まだ暑さの残る夜ーーー。


「明日、行きたい所あるから付き合ってくれ」


シャワーを浴びて、簡単に有り合わせでご飯を食べて、テラスでビールを飲んでいる時に。

蓮が言い出して、お昼前に連れて行かれたのは、横浜みなとみらいにあるジュエリーショップだった。


「ここ……って……なんで?」


「結婚指輪、まだだろ?」


躊躇する私に蓮は柔らかく笑って、繋いでいた手をギュッと強く握り直してくれる。


「なんで、ここのがいいってわかったの?っ顔してるな」


誰かに話した記憶もなければ、蓮に話した記憶もない。


「今、梓の婚約指輪は…ここのだ。気づいてると思ってたんだけど…」

気づいてないみたいだったから、敢えて黙ってた。


「梓がマリッジで…ここのカタログを素敵って見てたから…婚約指輪も結婚指輪も、ここでと決めていて…選びに来た時から、店の人と話はしてあった。1週間くらいかかるってのは聞いたから今日、取りに行けるように連絡入れておいたんだ」



気づいてなかった……全く。

あの時はものすごく嬉しくて。


わざわざ、私の呟き一つも見て、聴いて選んでくれていたこと。

考えていてくれたこと。

1週間後に休もうと言ってくれたのは、指輪を早く取りに来るためだったんだ。

全てが重なって、すごくすごく嬉しくて泣きそうになる。



「店の前で泣くなよ。
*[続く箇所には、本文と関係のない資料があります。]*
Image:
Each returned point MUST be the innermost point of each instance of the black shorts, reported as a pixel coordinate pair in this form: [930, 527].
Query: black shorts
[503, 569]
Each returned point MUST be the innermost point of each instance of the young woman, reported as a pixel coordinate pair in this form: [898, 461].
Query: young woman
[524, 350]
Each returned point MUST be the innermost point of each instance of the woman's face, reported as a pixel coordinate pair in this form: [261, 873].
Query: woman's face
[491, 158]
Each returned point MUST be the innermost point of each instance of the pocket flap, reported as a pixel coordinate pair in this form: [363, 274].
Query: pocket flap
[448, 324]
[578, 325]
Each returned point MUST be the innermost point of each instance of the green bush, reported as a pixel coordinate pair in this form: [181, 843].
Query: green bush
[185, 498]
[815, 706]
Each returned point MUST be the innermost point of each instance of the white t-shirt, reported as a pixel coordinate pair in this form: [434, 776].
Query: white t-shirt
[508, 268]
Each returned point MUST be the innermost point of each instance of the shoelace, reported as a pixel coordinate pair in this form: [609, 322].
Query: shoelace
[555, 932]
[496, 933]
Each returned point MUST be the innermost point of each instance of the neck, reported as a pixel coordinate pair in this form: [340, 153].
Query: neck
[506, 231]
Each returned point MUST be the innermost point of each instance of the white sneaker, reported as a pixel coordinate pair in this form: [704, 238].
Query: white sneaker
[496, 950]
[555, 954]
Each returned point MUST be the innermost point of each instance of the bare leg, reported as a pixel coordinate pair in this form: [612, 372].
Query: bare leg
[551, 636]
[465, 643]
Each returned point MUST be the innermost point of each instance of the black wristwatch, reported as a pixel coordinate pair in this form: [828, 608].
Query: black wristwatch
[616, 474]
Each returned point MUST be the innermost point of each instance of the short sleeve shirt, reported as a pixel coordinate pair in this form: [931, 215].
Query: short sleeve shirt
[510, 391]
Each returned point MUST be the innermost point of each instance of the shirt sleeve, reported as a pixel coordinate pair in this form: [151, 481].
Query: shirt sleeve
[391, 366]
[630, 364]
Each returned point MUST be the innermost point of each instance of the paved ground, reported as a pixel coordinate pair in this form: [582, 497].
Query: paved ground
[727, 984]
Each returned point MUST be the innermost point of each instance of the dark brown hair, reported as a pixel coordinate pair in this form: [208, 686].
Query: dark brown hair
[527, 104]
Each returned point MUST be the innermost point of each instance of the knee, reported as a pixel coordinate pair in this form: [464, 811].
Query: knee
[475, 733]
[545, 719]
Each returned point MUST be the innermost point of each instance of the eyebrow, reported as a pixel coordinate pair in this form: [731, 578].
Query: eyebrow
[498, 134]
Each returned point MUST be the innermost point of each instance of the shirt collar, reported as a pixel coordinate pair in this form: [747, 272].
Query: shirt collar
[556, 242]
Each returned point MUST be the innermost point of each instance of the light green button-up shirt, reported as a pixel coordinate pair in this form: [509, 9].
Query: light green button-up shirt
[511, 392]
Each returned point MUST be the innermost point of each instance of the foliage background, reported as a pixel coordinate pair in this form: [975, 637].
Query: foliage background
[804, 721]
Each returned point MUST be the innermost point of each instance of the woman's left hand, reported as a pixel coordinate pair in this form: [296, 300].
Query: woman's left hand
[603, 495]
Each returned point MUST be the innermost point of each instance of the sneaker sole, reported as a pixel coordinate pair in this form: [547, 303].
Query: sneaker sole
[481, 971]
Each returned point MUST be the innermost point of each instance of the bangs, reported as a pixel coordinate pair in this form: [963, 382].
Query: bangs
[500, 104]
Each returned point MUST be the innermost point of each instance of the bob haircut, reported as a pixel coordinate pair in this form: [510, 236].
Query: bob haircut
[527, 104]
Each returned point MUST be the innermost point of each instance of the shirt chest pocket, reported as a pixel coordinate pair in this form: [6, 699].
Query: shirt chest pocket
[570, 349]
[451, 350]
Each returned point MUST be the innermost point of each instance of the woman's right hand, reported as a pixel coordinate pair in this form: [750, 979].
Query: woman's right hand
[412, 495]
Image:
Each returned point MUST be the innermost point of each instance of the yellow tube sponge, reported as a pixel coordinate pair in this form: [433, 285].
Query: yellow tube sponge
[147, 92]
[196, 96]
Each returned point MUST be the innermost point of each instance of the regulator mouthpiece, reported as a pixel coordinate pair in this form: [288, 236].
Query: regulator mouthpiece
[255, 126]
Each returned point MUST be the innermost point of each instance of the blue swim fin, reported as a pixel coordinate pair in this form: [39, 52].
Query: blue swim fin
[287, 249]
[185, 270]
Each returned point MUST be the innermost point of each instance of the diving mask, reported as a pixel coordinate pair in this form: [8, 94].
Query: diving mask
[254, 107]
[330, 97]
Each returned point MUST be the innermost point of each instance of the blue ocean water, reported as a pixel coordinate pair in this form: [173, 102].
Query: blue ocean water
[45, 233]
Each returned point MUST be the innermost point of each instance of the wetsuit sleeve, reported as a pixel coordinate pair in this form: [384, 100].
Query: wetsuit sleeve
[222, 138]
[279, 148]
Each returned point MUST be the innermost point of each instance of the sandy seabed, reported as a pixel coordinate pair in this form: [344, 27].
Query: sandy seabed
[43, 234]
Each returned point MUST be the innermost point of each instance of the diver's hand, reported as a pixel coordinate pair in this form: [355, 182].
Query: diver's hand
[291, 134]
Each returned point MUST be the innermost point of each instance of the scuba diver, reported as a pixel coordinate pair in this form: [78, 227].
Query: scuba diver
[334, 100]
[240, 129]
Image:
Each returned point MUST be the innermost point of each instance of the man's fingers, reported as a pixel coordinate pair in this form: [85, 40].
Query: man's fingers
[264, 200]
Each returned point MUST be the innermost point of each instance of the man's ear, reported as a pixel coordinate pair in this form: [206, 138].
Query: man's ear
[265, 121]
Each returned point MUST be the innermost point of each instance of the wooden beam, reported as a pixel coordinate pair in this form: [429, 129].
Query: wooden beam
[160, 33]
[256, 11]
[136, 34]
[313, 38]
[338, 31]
二人になった時に泣いてくれよ」


苦笑いの蓮に、ごめん。嬉しくて、と言うと。

わかったわかった、と私の目線に合わせて屈んで、堪えて瞳に溜まっていた滴を、指で掬ってくれる。

屈んだまま頭を撫でて、行くぞ。


笑顔で頷くと、また手を繋いでくれた。




蓮が選んでくれていた指輪は、水鏡と名付けられた指輪。

蓮がくれた婚約指輪とも、セットで着けることが出来る。



みなとみらいで、買い物をして帰ってからーーー。


結婚指輪を嵌めてくれて、私も蓮に指輪を嵌める。


「鏡のように美しく映る、静かな水面を表現した結婚指輪、水鏡。光を受けて煌く側面のデザインは、水面に輝く一筋の光を表現していて、ふたりの美しい未来を示してるらしい」



二人で美しい未来にしような。

はいっ!


蓮の太腿に座って、お互いの腰に腕を回して。

私を見上げる蓮の額にキスを。

座り直した蓮は、優しく微笑んで唇を重ねてくれた。